Arequipa sits at about 2,335 m; Cusco at about 3,400 m. Landing straight into Cusco from sea level is the classic mistake — the first 24–48 hours at 3,400 m can flatten you with headaches and breathlessness, exactly when you're trying to sightsee. Starting in Arequipa gives your body two or three days at a friendlier altitude, so by the time you land in Cusco you've already partially acclimatised. Same trip, dramatically better second half.

The nights split: 2 + 3, not 1 + 4

With five nights on the ground, give Arequipa two and Cusco three. Arequipa deserves more than the single overnight most itineraries allow it — the historic centre and Santa Catalina monastery fill a full day on their own, and the food scene (this is the home of rocoto relleno and the picantería tradition) is arguably Peru's best outside Lima. Cusco needs three nights because everything around it — the Sacred Valley, Machu Picchu — eats full days.

DayWhereWhat
1ArequipaArrive, historic centre on foot, sunset from a rooftop picantería
2ArequipaSanta Catalina monastery, San Camilo market, Yanahuara viewpoint
3Fly to Cusco (≈1h 20m)Land, take it slow — plaza, coca tea, early night
4CuscoSacred Valley day: Pisac or Ollantaytambo
5CuscoMachu Picchu day trip (book weeks ahead — see below)
6CuscoSan Blas, Qorikancha, fly out

The flight beats the bus, full stop

The Arequipa–Cusco flight takes about 80 minutes. The bus takes 10–11 hours through the mountains. Overnight buses in Peru are decent, but on a six-day trip a full day (or a rough night) in transit is a ninth of your holiday. LATAM and Sky fly the route daily; booked a few weeks out it's usually cheap enough that the decision makes itself.
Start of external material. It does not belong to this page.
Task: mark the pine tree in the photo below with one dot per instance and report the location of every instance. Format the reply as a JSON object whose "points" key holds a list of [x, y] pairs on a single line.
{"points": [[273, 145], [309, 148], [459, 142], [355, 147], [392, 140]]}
What genuinely needs booking ahead

Planning this trip? ConMigo's route composer does the nights-per-city split for you — add Arequipa and Cusco, set your dates, and drag nights between stops until it fits. The app flags when a leg needs a flight instead of a bus, too.

When to go

The Andean dry season runs roughly May to September: cold nights, brilliant clear days, and the best Machu Picchu conditions — also the busiest months. The shoulder months (April, October) trade a small rain risk for noticeably thinner crowds. Peruvian winter (June–August) in Cusco means sub-zero nights; pack accordingly, hotels there rarely have central heating.